One in four Sri Lankans wants to emigrate
by Melani Manel Perera

A recent survey by the Institute for Health Policy found that many Sri Lankans are dissatisfied with the economic situation and the handling of the COVID-19 epidemic. Many voters are disappointed by the government.

Colombo (AsiaNews) – One in four Sri Lankans would emigrate if given the chance, this according to a recent survey on the situation of the country that is trying to leave the COVID-19 epidemic behind.

Released on Wednesday, the results of the Sri Lanka Opinion Tracker Survey, conducted by the Institute for Health Policy (IHP), reveal a certain malaise in Sri Lankan society.

The young and the educated are the ones who want to emigrate the most, with about one in two saying they want to leave the country. Of those who would like to emigrate, one in four intends to do so.

The IHP noted that the poll results confirm Prime Minister Mahinda Rajapaksa's recent remarks that young people who voted for the government are now waiting to get passports to go abroad.

Among adults who voted for President Gotabaya Rajapaksa, however, the desire to emigrate is strongly influenced by level of education and income; the higher the latter, the greater the desire.

Overall, voters disappointed with the government are three times more likely than the president's loyalists to opt for emigration.

A certain pessimism about the economic situation and dissatisfaction with the government's response to COVID-19 seem to be the key factors in the disappointment of a section of the electorate.

Two thirds of Rajapaksa's former supporters expect the economy to worsen next year, while only 47 per cent of dissatisfied voters rate the government's response to the pandemic as good, compared to 74 per cent for loyalists.

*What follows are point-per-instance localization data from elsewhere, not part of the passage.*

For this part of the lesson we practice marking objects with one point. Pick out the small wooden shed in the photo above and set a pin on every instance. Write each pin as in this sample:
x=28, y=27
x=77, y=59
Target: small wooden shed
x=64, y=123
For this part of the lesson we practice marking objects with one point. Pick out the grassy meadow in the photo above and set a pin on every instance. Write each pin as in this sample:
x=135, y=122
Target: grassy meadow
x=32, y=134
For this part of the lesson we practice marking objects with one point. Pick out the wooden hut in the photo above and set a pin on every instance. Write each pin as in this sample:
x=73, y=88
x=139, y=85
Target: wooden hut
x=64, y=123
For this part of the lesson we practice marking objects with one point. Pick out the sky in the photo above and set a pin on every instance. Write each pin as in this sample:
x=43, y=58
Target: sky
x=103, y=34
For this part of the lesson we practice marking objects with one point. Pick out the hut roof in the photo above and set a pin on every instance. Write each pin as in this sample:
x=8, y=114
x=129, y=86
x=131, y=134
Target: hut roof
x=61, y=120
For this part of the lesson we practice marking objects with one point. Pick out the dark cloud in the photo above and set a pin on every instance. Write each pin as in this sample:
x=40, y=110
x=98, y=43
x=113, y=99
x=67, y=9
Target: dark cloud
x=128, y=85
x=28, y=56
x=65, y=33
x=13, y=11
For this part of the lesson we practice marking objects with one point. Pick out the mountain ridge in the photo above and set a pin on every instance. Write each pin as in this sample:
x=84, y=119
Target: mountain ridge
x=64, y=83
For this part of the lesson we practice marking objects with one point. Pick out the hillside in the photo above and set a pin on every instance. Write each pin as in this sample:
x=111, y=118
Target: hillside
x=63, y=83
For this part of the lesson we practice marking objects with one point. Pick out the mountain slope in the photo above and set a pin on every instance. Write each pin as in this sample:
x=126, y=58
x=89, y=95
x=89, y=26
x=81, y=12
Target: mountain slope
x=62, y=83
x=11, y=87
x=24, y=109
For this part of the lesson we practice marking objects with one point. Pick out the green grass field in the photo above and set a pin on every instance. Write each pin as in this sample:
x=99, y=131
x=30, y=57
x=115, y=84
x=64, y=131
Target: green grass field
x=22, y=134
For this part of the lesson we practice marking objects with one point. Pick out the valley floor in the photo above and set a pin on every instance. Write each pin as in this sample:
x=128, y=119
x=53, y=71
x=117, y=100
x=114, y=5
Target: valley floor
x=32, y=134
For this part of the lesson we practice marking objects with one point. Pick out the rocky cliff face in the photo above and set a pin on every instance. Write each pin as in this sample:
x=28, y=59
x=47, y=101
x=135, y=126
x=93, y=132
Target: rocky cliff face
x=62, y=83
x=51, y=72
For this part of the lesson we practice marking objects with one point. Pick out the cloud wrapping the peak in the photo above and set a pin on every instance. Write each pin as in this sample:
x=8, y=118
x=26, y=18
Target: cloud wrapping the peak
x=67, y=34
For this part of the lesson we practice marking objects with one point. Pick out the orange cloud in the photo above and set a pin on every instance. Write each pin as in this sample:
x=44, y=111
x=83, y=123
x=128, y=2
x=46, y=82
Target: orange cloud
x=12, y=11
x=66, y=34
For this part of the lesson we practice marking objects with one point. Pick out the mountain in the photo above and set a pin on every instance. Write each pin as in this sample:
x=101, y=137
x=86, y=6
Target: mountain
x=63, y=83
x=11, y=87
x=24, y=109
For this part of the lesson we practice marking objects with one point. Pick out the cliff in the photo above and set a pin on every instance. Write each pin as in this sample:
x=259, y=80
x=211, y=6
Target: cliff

Some people who are trying to leave the country have expressed their frustration.

"People have no money to eat or drink and maintain their family. No jobs,” said Nihal Sarachchandra Hewag, who used to work in the United Arab Emirates and is now trying to emigrate with his family again.

“The price of goods has skyrocketed,” he noted. “The resources of the whole country are being sold abroad secretly. The government isn’t helping people to live freely."

“There is no orderly control of the epidemic,” said Nilakshika Tennekoon, a young scholar from the Open University of Colombo trying to go to Australia, speaking to AsiaNews.

“Checks are made on the whim of our rulers and the country opens and closes at their wish. They are trying to kill our people,” she added.

The survey shows that disappointed voters are also in favour of greater control measures against COVID-19.

For one in two, fewer than a hundred deaths a year would be acceptable if the restrictions were eased, compared with two-thirds of the president's supporters who believe a thousand deaths a year or more would be acceptable.

Commenting on the findings, Professor Ravi Rannan-Eliya, the lead researcher who developed the survey, explained that the data show that the policy change towards the coronavirus in early 2021 cost the government dearly in terms of support, with a majority of citizens preferring tighter controls.